Romans 12:16,17 - Sermon Bible Commentary

Bible Comments

Romans 12:16-17

Our Duty to Equals.

I. While the compassionate view of man, as compared with the ordinary view of him in his health and strength as a flourishing member of this world, is characterised by a beauty of its own, it has at the same time the defect of being a protected state of mind, a state in which the mind is for the moment relieved of all its tendencies to irritation and to asperity, and thrown into a perfect quiet by an external event which does everything for it without an effort of its own. The condescending life is sheltered from trials which very sharply beset the field of equals. The poor and dependent, the mourner, the despondent, the cast down these exercise our active benevolence, but do not they unconsciously flatter us while they appeal to it? In the life of equals a man enters upon a vast field of relations in which his humility and his generosity pass through an ordeal of special and peculiar severity severity far greater than that which attaches to any trial of them in the relationship to inferiors, for the simple reason that a man is in competition with his equals, and he is not in competition with his inferiors. To a superficial person it might appear that the great act of humility was condescension, and that therefore the condescending life was necessarily a more humble one than the life with equals. But this is not the true view of the case. The hardest trial of humility must be not towards a person to whom you are superior and who acknowledges that superiority, but towards a person with whom you are on equal footing of competition.

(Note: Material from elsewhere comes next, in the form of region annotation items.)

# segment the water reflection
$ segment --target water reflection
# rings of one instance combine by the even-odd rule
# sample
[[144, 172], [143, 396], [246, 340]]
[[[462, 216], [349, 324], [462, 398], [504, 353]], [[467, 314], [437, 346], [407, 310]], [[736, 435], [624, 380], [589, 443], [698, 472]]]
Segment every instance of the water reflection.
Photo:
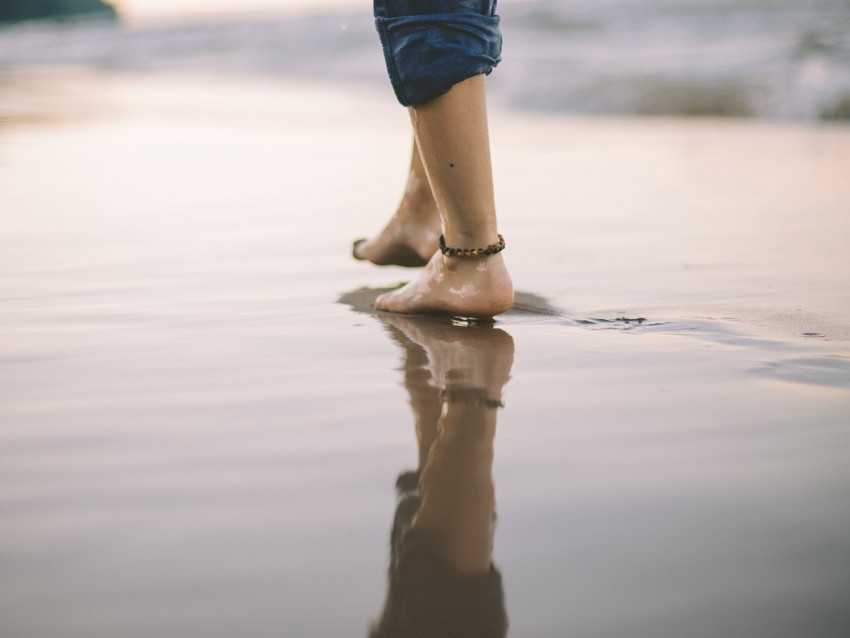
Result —
[[513, 339], [492, 324], [376, 316], [403, 352], [419, 453], [396, 481], [387, 595], [369, 635], [505, 636], [492, 469]]

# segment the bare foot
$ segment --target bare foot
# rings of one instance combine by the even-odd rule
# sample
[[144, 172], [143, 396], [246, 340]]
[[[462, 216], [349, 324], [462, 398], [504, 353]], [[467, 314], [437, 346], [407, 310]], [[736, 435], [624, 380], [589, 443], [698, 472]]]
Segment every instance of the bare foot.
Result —
[[378, 266], [424, 266], [437, 250], [439, 238], [436, 205], [431, 215], [408, 212], [402, 204], [377, 237], [355, 242], [354, 257]]
[[414, 153], [417, 155], [398, 210], [377, 237], [354, 243], [356, 259], [378, 266], [418, 267], [427, 264], [437, 250], [440, 214], [424, 168], [417, 165], [415, 148]]
[[493, 317], [510, 309], [514, 289], [501, 254], [446, 257], [437, 251], [416, 278], [375, 300], [375, 310]]

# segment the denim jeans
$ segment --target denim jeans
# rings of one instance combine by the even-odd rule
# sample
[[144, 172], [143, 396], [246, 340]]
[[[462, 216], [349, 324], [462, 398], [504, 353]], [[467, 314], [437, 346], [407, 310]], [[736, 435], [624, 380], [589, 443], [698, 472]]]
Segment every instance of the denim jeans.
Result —
[[458, 82], [489, 74], [502, 34], [496, 0], [374, 0], [390, 82], [405, 106], [422, 104]]

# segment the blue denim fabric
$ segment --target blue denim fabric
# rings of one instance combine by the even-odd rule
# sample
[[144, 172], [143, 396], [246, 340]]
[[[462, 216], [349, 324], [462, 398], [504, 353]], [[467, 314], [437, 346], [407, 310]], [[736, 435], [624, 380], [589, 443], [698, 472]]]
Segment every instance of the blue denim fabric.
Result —
[[458, 82], [489, 74], [502, 59], [496, 0], [374, 3], [390, 82], [404, 106], [433, 100]]

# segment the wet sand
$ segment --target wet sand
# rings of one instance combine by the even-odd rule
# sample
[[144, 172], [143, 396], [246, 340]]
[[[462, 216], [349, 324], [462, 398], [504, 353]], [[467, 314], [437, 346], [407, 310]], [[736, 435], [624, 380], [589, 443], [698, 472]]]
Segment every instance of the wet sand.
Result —
[[847, 634], [846, 126], [493, 112], [489, 326], [369, 310], [389, 95], [30, 75], [0, 118], [3, 635], [368, 635], [429, 463], [419, 546], [494, 517], [511, 636]]

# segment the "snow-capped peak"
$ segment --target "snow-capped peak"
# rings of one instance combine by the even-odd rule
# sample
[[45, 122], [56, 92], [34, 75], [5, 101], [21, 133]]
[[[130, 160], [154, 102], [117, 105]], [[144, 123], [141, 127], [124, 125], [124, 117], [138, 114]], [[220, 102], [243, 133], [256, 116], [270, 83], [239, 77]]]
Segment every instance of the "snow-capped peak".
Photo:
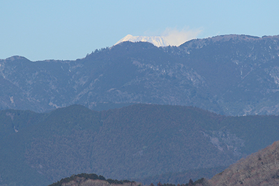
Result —
[[164, 36], [133, 36], [130, 34], [127, 35], [120, 40], [119, 40], [114, 45], [124, 41], [142, 41], [149, 42], [152, 43], [156, 47], [166, 47], [171, 45]]

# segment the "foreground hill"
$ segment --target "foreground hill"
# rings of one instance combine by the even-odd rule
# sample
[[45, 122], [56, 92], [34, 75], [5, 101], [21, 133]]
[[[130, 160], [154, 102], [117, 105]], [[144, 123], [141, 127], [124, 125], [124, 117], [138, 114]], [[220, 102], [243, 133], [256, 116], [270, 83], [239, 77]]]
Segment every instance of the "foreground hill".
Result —
[[124, 42], [76, 61], [0, 60], [0, 109], [73, 104], [193, 105], [226, 115], [279, 114], [279, 36], [228, 35], [157, 47]]
[[193, 176], [210, 178], [218, 167], [279, 140], [278, 123], [276, 116], [225, 116], [170, 105], [3, 110], [0, 185], [47, 185], [80, 173], [144, 184], [171, 173], [177, 176], [173, 183], [181, 183], [179, 175], [184, 183]]
[[279, 185], [279, 141], [241, 159], [209, 183], [212, 186]]

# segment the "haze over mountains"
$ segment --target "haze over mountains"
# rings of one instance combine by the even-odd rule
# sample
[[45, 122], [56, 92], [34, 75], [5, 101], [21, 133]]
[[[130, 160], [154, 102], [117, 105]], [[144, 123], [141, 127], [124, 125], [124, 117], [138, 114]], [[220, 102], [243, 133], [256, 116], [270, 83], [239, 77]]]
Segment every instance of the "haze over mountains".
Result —
[[157, 47], [123, 42], [76, 61], [0, 60], [0, 108], [44, 112], [135, 103], [227, 115], [279, 114], [279, 36], [227, 35]]
[[132, 35], [127, 35], [120, 40], [119, 40], [114, 45], [119, 44], [120, 42], [124, 41], [131, 41], [131, 42], [148, 42], [152, 43], [156, 47], [167, 47], [170, 45], [167, 42], [167, 39], [164, 36], [133, 36]]

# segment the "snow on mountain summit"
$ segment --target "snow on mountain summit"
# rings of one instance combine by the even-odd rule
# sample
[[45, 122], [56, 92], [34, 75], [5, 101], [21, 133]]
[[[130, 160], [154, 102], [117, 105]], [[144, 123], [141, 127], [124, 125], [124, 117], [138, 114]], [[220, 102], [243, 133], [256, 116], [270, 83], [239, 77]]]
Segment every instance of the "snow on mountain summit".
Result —
[[127, 35], [120, 40], [119, 40], [114, 45], [124, 41], [142, 41], [149, 42], [152, 43], [156, 47], [166, 47], [170, 45], [164, 36], [133, 36], [130, 34]]

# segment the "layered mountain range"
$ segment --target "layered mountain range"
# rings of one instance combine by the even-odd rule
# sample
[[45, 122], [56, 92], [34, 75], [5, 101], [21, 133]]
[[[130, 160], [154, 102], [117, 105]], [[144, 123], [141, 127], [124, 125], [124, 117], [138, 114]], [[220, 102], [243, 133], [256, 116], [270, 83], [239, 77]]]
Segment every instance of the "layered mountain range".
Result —
[[0, 109], [73, 104], [192, 105], [218, 114], [279, 114], [279, 36], [227, 35], [179, 47], [123, 42], [75, 61], [0, 60]]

II. It is thus that a life of ordinary and common probation, which is what a man generally leads when he lives with his equals, is found, when examined, to contain a powerful supply of the most finished and subtle weapons of discipline. The trials of the sphere of equals touch the tenderest parts and apply the most refined tests; they find a man out the most thoroughly. It is common life that has the keenest and subtlest instruments at command. The ordeal of the sphere of equals is amply represented in the New Testament. If by the constitution of our nature compassion has a particular gratification attending upon it, that gratification attended upon it in our Lord's case. His life among equals, proclaiming His cause against adversaries, invincible defiance, inflexible will that was His hard work: it was by the struggle with equals that the battle of eternal truth was fought, and by this He fulfilled the great trial of a human life. First in the succour of man, first in the war with man, first in both hemispheres of action, the Firstborn of Creation lives in the gospel, a marvellous whole, to inspire morality with a new spirit, to soften man's heart, to consecrate his wealth. The light of ages gathers round Him. He is the centre of the past, the pledge of a future: the great character marches through time to collect souls about it, to found new empires for the truth, and to convert the whole earth to the knowledge of the Lord.

J. B. Mozley, University Sermons,p. 183.

Reference: Romans 12:17. Church of England Pulpit,vol. iii., p. 47.

Romans 12:16-17

16 Be of the same mind one toward another. Mind not high things, but condescendc to men of low estate. Be not wise in your own conceits.

17 Recompense to no man evil for evil. Provide things honest in the sight of all men.